Felon Charged With Possession of A Firearm NRS 202.360
Being a convicted felon in Nevada not only carries a stigma but also deprives a felon the right to own, possesses, have custody or control of a firearm. Unless the person has received a pardon that restored the person’s right to bear arms, then he or she cannot be a felon and have a firearm. This includes even an old inoperable firearm.
Your felony charge does not even have to be from Nevada, it can be from another state or a federal charge. If you are found guilty of NRS 202.360 you will be charged with a category B felony which carries a minimum 1 year to a maximum 6 year sentence. You may also be fined not more than $5000.00.
Even if you are a felon you still have defenses if they apply. The State prosecutor will still have to prove you actually owned or had possession of the firearm. If the firearm was not owned by you or in your possession then the state prosecutor would have to prove you had knowledge of the firearm and it was under your control or custody. If you are a felon you should make sure that there are no firearms in your residence, in places that you may stay, or in your vehicle. Such places make it easier for prosecution to prove you had knowledge of the firearm and had control/custody of it. There may also be pretrial defenses available for your defense if your rights were violated, such as law enforcement violating your 4th amendment right. Unfortunately, the 2nd amendment is not a defense to this charge.
Possession of a Firearm When Under The Influence of Alcohol, Controlled Substance or other Intoxicating Substance NRS 202.257
Similar to Nevada’s DUI statute, NRS 202.257 makes it illegal to have a firearm in one’s actual physical control while having a Blood Alcohol Content (BAC) of 0.10 or more, or while being impaired to a degree which renders one incapable of safely exercising actual physical control of a firearm.

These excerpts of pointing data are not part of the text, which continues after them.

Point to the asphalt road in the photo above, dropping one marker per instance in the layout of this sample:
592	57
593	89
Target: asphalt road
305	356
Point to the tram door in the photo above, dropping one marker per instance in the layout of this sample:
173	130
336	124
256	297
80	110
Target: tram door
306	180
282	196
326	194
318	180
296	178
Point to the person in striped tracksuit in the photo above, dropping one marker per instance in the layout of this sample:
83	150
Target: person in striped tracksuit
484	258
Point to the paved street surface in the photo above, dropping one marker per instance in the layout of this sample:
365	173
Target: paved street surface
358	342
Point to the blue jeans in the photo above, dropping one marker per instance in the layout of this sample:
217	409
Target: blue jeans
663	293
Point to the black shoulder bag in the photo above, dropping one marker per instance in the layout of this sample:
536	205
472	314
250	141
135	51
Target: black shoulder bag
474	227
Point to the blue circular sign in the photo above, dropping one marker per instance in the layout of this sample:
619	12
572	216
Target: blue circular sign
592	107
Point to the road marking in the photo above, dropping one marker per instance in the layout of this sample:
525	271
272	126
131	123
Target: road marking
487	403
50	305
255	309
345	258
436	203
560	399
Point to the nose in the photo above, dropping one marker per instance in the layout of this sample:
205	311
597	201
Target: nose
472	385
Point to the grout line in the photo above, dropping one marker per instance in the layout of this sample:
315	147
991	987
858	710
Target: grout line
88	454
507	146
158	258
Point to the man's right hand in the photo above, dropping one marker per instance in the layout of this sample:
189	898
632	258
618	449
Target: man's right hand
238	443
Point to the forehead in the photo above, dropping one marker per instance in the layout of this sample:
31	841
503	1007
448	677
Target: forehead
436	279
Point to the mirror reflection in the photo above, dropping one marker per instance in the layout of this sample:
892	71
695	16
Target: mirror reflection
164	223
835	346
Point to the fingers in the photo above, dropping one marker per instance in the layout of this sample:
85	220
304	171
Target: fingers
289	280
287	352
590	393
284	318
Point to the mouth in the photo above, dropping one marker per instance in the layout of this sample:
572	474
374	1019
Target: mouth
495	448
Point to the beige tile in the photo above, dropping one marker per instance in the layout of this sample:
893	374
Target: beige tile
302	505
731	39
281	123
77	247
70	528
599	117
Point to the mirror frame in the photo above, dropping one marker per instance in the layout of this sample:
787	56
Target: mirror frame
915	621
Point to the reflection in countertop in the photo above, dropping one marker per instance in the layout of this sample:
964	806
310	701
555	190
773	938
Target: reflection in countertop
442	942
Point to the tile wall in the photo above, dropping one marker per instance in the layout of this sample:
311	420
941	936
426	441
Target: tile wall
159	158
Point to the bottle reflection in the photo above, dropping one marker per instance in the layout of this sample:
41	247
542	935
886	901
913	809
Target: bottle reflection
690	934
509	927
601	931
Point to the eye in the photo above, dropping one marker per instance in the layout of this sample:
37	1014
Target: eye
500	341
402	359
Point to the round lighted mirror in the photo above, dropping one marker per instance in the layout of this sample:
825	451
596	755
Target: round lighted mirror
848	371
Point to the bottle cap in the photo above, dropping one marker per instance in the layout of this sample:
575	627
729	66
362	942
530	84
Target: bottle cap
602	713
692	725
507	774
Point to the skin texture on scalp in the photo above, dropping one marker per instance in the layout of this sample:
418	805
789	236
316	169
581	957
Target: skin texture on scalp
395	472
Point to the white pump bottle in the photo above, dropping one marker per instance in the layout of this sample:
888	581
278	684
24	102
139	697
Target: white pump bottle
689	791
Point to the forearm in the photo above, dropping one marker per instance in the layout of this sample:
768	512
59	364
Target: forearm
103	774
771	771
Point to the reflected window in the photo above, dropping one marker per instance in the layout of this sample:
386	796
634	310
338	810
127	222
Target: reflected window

If the prosecution can prove you had a BAC of 0.10 or greater or were impaired, there is still the requirement of you having actual physical possession of the firearm. The statute specifically requires actual physical possession, and does not allow for constructive possession of the firearm. This means the firearm must be on you, such as in your pocket. The statute does not allow possession of the firearm to not be on his or her person, such as a glove box or under your seat, even though you have dominion and control over it. If you do not actually have the firearm on you, then an attorney will try to get this charge dismissed or fight for a not guilty verdict.
There is also a defense to Possession of a Firearm while Under the Influence in the statute even if you have actual physical possession of the firearm. The statute does not apply if you had actual physical possession while within your personal residence and had the firearm in your possession solely for self-defense.
If you are found guilty you will be charged with a misdemeanor. If prosecution seeks forfeiture of your firearm after you have been found guilty, further requirements will also have to be proved. Not only is actual physical possession required, one will also have had to brandished, aimed or otherwise handled the firearm in a manner which endangered others.
If your firearm has been seized an attorney my file a motion to return property or fight the charge itself.